John Deere made some major changes to its popular line of 100 Series lawn tractors for this spring. The brand claims the changes make these models more comfortable to operate and also easier to maintain.
“Our main priority is to provide an easy and hassle-free experience for owners to maintain their lawn tractors,” said Kirk Eisenbeis, product marketing manager for John Deere.
Among the changes to the 100 Series, which gets a new model, the E150, are new dual foot pedals, one for forward travel and the other for reversing. The operator’s station has been modified to better accommodate both tall and short drivers and the cut-height lever has been redesigned to give better leverage when lifting and lowering the mower deck while still keeping out of the way for easy mounting and dismounting. As well, the ReadyStart feature makes choking the engine during normal startup unnecessary.

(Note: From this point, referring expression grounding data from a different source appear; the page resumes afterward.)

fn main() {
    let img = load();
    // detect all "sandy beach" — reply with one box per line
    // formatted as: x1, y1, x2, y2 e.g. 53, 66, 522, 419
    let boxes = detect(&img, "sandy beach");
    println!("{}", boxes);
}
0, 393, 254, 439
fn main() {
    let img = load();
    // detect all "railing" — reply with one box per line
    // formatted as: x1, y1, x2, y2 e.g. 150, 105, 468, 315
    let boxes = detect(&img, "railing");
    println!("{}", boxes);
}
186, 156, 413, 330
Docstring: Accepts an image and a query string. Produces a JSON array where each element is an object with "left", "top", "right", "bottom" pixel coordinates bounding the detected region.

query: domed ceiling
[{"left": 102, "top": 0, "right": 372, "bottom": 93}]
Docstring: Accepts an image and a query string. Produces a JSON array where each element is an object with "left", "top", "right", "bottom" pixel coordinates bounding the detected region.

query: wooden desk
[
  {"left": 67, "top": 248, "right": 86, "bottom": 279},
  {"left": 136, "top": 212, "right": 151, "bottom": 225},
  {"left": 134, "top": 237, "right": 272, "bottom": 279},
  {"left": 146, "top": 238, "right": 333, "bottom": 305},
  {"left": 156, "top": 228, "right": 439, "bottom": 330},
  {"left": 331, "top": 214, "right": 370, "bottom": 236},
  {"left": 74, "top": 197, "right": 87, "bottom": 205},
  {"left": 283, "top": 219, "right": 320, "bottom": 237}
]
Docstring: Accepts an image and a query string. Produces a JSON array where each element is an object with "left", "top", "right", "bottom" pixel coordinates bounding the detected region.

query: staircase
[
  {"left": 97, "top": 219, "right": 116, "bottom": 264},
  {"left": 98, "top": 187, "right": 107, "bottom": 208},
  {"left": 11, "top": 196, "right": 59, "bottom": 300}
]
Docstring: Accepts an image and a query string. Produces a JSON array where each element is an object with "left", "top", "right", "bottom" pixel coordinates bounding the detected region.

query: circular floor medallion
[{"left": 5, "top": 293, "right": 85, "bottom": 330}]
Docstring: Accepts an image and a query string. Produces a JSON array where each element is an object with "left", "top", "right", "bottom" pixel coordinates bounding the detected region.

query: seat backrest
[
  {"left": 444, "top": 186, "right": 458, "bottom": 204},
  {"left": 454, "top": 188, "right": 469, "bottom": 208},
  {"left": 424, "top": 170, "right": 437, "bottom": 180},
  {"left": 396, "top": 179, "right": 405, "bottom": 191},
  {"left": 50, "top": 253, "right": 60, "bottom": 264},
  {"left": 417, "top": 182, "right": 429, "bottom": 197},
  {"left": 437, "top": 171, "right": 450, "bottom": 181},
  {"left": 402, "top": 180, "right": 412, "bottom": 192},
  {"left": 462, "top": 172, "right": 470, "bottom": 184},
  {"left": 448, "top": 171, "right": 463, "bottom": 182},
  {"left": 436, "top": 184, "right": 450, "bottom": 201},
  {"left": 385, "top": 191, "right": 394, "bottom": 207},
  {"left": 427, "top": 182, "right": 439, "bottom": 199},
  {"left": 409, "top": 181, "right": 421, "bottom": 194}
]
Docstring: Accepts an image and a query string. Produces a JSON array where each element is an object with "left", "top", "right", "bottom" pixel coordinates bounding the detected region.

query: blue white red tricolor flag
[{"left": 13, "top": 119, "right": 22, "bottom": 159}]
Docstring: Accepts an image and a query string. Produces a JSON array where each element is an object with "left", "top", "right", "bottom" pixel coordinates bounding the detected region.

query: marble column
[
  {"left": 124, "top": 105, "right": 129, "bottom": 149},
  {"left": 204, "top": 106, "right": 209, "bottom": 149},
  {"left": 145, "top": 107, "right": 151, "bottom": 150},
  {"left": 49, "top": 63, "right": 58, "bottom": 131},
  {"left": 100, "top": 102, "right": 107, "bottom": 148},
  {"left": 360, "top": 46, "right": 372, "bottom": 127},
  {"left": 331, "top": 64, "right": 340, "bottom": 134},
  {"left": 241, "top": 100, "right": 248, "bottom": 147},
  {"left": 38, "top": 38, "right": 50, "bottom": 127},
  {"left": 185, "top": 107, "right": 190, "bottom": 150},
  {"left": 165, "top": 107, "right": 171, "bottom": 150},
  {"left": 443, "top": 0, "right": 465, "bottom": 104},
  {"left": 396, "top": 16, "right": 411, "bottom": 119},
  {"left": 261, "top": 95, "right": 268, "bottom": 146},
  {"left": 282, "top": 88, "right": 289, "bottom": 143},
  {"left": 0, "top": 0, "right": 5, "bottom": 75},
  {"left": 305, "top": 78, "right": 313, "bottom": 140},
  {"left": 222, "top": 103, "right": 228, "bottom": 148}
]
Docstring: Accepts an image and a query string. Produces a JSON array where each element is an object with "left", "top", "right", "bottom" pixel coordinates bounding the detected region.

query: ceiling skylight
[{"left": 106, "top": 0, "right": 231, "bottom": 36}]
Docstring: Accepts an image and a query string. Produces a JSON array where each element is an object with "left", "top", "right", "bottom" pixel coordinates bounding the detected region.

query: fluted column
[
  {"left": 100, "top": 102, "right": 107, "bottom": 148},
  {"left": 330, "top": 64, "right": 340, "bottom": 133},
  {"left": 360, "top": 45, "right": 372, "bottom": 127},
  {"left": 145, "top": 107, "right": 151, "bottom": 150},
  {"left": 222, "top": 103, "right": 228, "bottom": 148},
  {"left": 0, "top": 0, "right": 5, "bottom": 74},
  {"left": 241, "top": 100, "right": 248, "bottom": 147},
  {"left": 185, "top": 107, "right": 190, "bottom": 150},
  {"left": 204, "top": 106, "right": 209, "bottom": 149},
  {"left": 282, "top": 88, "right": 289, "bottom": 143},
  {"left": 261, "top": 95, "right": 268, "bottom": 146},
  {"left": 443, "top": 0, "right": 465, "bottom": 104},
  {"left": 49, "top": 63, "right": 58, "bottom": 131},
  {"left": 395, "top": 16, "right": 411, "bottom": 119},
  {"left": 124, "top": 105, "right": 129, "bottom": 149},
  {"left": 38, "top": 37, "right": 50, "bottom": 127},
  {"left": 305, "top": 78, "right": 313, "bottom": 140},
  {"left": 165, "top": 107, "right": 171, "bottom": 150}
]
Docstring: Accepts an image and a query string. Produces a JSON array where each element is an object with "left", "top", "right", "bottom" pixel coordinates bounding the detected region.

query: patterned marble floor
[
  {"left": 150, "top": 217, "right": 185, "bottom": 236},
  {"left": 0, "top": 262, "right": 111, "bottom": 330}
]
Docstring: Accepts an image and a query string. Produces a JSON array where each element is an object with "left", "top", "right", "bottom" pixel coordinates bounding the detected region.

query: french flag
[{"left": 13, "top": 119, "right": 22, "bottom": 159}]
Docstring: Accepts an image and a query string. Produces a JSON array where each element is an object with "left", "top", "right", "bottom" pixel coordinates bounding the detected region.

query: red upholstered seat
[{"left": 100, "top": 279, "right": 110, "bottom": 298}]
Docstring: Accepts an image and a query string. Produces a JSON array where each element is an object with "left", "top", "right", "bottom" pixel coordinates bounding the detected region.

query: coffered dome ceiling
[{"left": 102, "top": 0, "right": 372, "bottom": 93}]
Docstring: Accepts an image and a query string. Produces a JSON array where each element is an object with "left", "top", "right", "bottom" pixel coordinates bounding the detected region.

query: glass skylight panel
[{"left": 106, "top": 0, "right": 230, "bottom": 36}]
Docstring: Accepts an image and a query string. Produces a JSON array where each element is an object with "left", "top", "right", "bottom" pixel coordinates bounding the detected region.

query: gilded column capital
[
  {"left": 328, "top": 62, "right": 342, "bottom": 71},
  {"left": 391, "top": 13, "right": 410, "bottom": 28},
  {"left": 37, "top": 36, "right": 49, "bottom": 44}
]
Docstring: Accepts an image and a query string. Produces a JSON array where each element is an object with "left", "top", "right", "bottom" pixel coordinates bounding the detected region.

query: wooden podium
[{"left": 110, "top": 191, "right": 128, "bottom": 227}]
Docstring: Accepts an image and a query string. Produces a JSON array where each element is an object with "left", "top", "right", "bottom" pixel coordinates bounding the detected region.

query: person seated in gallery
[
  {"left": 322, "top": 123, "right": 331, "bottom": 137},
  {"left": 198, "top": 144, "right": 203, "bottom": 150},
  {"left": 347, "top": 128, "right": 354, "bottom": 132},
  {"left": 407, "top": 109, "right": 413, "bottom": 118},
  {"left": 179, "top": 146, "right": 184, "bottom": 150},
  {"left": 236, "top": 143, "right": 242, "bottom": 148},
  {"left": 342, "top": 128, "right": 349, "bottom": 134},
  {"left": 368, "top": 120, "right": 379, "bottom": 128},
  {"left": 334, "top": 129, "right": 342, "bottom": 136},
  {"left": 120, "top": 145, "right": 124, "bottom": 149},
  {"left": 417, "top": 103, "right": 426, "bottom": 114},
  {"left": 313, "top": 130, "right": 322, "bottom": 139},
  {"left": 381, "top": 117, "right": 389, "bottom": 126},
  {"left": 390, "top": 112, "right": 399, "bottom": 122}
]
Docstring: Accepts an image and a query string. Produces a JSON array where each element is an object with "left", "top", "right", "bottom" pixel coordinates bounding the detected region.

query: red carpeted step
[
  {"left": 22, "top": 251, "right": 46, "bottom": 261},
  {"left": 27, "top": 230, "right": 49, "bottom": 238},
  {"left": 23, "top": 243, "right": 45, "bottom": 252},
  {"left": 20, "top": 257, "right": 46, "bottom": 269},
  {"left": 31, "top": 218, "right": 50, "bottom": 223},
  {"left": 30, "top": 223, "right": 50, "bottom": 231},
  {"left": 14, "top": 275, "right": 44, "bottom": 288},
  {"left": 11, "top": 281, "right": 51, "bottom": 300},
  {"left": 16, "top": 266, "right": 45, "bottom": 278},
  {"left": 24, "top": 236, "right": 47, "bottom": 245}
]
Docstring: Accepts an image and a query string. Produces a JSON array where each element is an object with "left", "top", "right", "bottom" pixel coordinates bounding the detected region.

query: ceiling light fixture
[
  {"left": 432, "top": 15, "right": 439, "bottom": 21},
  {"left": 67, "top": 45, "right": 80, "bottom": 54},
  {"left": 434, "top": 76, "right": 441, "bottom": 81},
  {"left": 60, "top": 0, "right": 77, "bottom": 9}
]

Arguably the biggest change, though, is Deere’s new quick oil change feature.
“The ability to change oil easily, quickly, and without a mess is really appealing to people who don’t have traditional oil change experience,” said Eisenbeis.

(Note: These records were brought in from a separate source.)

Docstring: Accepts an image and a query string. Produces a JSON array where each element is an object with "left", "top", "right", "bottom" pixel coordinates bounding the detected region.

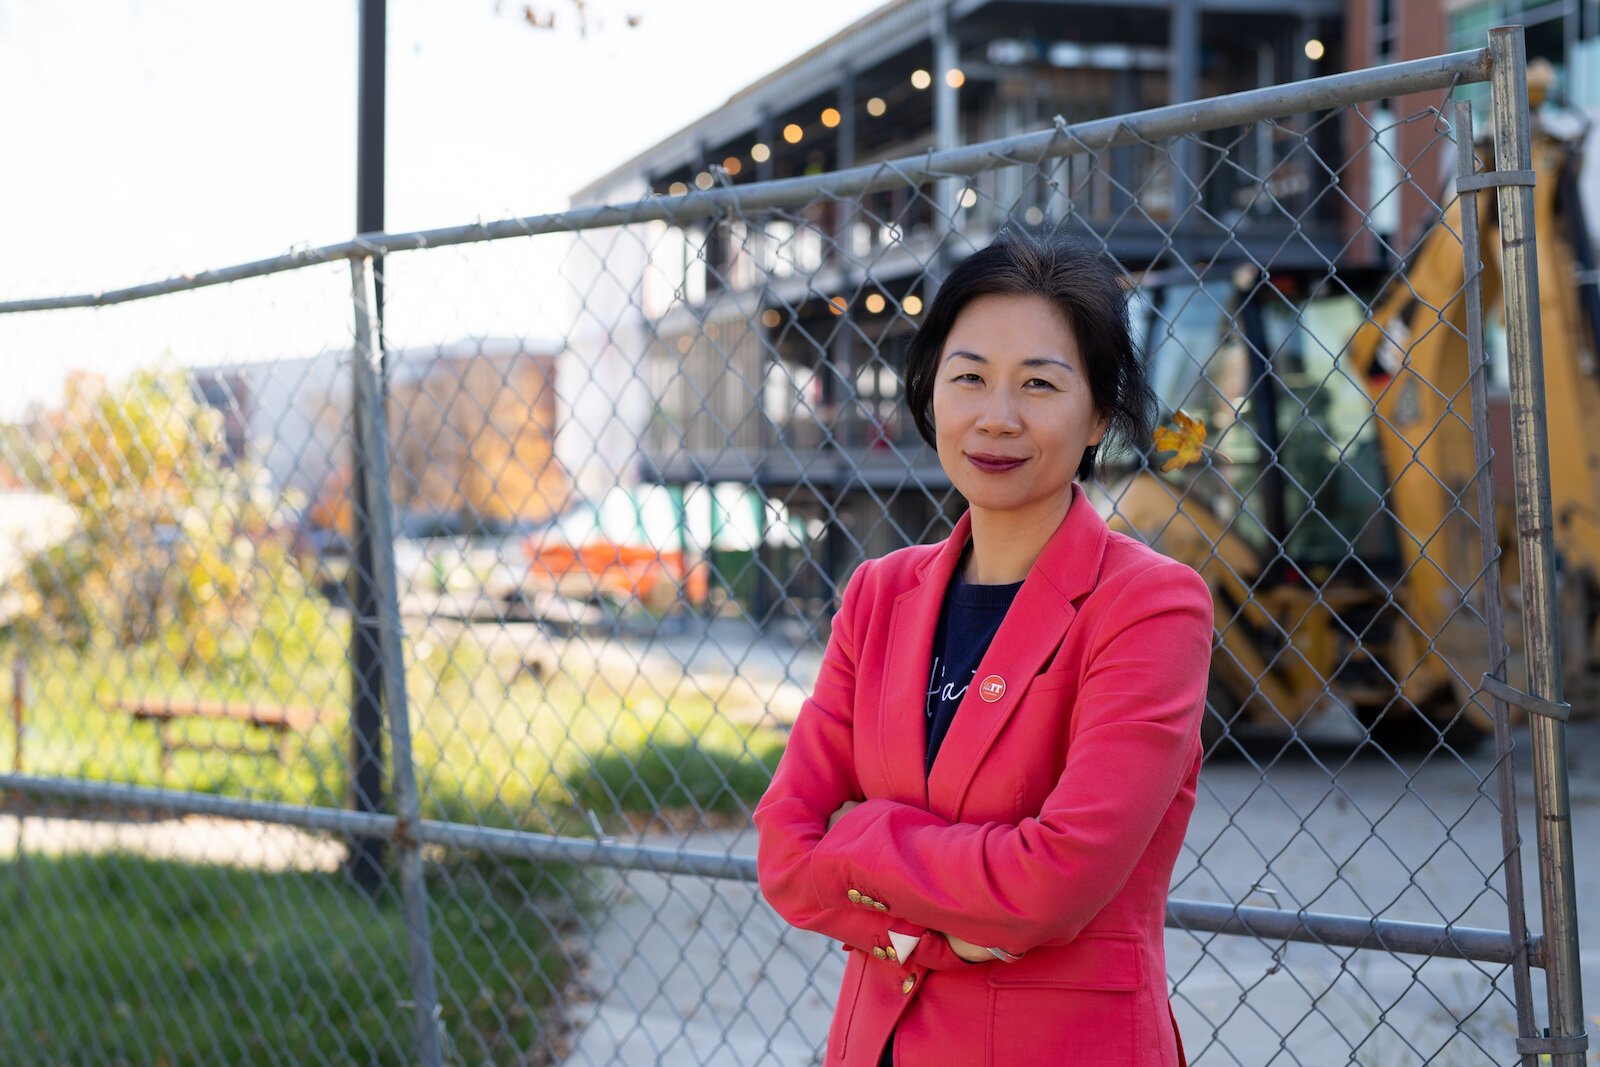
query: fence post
[
  {"left": 348, "top": 348, "right": 387, "bottom": 897},
  {"left": 347, "top": 0, "right": 389, "bottom": 901},
  {"left": 349, "top": 253, "right": 444, "bottom": 1067},
  {"left": 1453, "top": 97, "right": 1538, "bottom": 1065},
  {"left": 1487, "top": 25, "right": 1589, "bottom": 1065}
]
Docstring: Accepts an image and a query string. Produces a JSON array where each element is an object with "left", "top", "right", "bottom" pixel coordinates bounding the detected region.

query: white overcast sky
[{"left": 0, "top": 0, "right": 882, "bottom": 413}]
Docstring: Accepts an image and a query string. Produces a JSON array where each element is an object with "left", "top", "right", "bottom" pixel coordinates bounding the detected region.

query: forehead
[{"left": 942, "top": 293, "right": 1080, "bottom": 361}]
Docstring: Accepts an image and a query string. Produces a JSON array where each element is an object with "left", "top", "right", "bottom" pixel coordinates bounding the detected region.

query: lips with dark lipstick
[{"left": 966, "top": 452, "right": 1027, "bottom": 473}]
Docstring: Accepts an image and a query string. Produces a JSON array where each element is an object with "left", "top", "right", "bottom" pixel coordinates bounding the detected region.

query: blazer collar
[{"left": 877, "top": 483, "right": 1110, "bottom": 819}]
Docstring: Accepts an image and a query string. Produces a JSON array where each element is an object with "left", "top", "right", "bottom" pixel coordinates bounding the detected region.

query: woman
[{"left": 753, "top": 227, "right": 1213, "bottom": 1066}]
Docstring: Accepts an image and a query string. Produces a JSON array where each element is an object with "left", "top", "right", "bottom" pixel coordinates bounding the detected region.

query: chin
[
  {"left": 953, "top": 479, "right": 1076, "bottom": 515},
  {"left": 956, "top": 487, "right": 1040, "bottom": 513}
]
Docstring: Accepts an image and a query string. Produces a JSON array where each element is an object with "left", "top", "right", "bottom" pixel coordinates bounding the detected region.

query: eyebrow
[{"left": 945, "top": 349, "right": 1076, "bottom": 373}]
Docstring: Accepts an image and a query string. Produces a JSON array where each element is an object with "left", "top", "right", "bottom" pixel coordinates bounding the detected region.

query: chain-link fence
[{"left": 0, "top": 25, "right": 1588, "bottom": 1067}]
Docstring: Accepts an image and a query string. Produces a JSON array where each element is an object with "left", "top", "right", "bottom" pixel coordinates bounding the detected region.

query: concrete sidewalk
[{"left": 560, "top": 827, "right": 838, "bottom": 1067}]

The 100 Series lawn tractors now have a combined filter and oil canister that holds about 0.76 of a litre of oil. Just twist the canister a quarter turn and it comes off with the filter and contaminated oil. Then twist the new one on in the same way, and the job is complete in only 30 seconds or so.
This system even ensures there are no oil spills on the garage floor to clean up afterward.
New Holland also has something to announce that should please those in charge of farmyard maintenance. The brand has two new machines to offer in the sub-compact tractor segment, adding the Workmaster 25 and smaller 25S models to its lineup.
The Workmaster 25 gets a three-cylinder 24.7 horsepower diesel engine mated to either a 12×12 gear transmission or a three-range hydrostat. It is capable of delivering 7.9 g.p.m. (30 l/m) of hydraulic flow to an implement. It also brings a category one three-point hitch that has a lift rating of 1,808 pounds (820 kilograms) at the ball ends, and it has a 540 r.p.m. PTO shaft.
The more compact 25S uses the same three-cylinder diesel and a hydrostatic transmission, but it looks more like a lawn tractor and has lower specifications in almost all categories except horsepower. Available in four different configurations, the 25S can still be fitted with a loader or small backhoe attachment, and it offers a rear PTO and three-point hitch as well.
We should also mention that South Korea’s Kioti tractor brand made changes to its sub-compact tractor line last year, introducing factory-mounted cabs on its 35- and 40-horsepower CK models.
“On a lot of the small tractors, you don’t have factory-mounted cabs,” said Gerry Picard, Kioti’s territory manager. “A lot of guys were asking about that. So we have a beautiful system now. We decided to put a factory-mount cab on a 35 and 40 horsepower. It’s our SE version.”
The cabs are typical of what you’d expect on a tractor of any horsepower class. They’re airtight, with plenty of quiet.
“It’s done right from the factory and it is a nice piece of work,” Picard adds. “It comes with air conditioning, heat, all that kind of stuff. And it’s very quiet. There aren’t any loose fittings or air holes.”